Lazarillo de Tormes
Don Diego Hurtado de Mendoza’s career was hardly of a kind that would be ordinarily associated with a lively romance of vagabondage. A grandee of high birth, an ambassador of the Emperor Charles V., an accomplished soldier and a learned historian—such was the creator of the hungry rogue Lazarillo, and the founder of the “picaresque” school of fiction, or the romance of roguery, which is not yet extinct. Don Diego de Mendoza, born early in 1503, was educated at the University of Salamanca, and spent most of the rest of his days in courts and camps. He died at Madrid in April 1575. Although written during Mendoza’s college days, “Lazarillo de Tormes” did not appear until 1533, when it was published anonymously at Antwerp. During the following year it was reprinted at Bruges, but it fell under the ban of the Inquisition, and subsequent editions were considerably expurgated. Such was its popularity that it was continued by inferior authors after Mendoza’s death.
I.—The Blind Man
You must know, in the first place, that my name is Lazarillo de Tormes, and that I am the son of Thomas Gonzalez and Antonia Perez, natives of Tejares, a village of Salamanca. My father was employed to superintend the operations of a water-mill on the river Tormes, from which I took my surname; and I had only reached my ninth year, when he was taken into custody for administering certain copious, but injudicious, bleedings to the sacks of customers. Being thrown out of employment by this disaster, he joined an armament then preparing against the Moors in the quality of mule-driver to a gentleman; and in that expedition he, along with his master, finished his life and services together.
My widowed mother hired a small place in the city of Salamanca, and opened an eating-house for the accommodation of students. It happened some time afterwards that a blind man came to lodge at the house, and thinking that I should do very well to lead him about, asked my mother to part with me. He promised to receive me not as a servant, but as a son; and thus I left Salamanca with my blind and aged master. He was as keen as an eagle in his own calling. He knew prayers suitable for all occasions, and could repeat them with a devout and humble countenance; he could prognosticate; and with respect to the medicinal art, he would tell you that Galen was an ignoramus compared with him. By these means his profits were very considerable.

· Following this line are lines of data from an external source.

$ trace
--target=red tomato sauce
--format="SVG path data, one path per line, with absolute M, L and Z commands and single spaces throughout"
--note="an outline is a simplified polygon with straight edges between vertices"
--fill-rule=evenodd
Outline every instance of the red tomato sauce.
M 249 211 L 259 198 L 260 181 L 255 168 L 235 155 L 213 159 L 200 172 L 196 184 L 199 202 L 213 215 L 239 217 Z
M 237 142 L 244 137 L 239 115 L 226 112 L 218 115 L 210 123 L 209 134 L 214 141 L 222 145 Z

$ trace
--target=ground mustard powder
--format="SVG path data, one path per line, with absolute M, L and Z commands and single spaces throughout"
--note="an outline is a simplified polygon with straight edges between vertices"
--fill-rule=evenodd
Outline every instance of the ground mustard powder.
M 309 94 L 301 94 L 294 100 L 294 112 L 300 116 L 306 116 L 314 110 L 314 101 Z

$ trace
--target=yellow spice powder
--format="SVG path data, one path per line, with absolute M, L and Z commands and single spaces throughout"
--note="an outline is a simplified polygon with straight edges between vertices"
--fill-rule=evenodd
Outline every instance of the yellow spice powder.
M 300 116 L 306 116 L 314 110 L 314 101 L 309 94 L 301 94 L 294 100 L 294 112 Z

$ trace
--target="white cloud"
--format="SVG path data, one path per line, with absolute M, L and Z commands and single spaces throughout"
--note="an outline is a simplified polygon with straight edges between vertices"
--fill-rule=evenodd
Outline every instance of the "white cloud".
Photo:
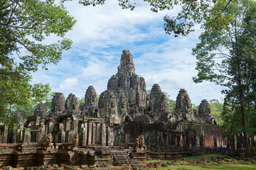
M 57 65 L 50 64 L 48 71 L 33 74 L 33 82 L 49 83 L 52 91 L 65 96 L 72 92 L 83 97 L 90 85 L 100 94 L 117 72 L 125 49 L 132 52 L 136 73 L 145 78 L 149 89 L 159 84 L 163 91 L 176 99 L 179 89 L 183 88 L 196 104 L 203 98 L 223 97 L 220 86 L 193 82 L 192 76 L 197 72 L 191 49 L 198 42 L 200 30 L 174 38 L 165 34 L 162 18 L 166 14 L 175 16 L 178 8 L 155 13 L 146 3 L 138 1 L 137 4 L 130 11 L 121 9 L 116 0 L 95 7 L 85 7 L 76 1 L 65 2 L 70 14 L 78 21 L 67 34 L 73 41 L 72 49 L 63 53 Z
M 60 90 L 73 89 L 75 86 L 78 84 L 78 79 L 74 77 L 71 77 L 65 79 L 63 82 L 60 84 Z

With all this, however, I am sorry to say that I never met with so avaricious and so wicked an old curmudgeon; he allowed me almost daily to die of hunger, without troubling himself about my necessities; and, to say the truth, if I had not helped myself by means of a ready wit I should have closed my account from sheer starvation.
The old man was accustomed to carry his food in a sort of linen knapsack, secured at the mouth by a padlock; and in adding to or taking from his store he used such vigilance that it was almost impossible to cheat him of a single morsel. By means of a small rent, however, which I slyly effected in one of the seams of the bag, I helped myself to the choicest pieces.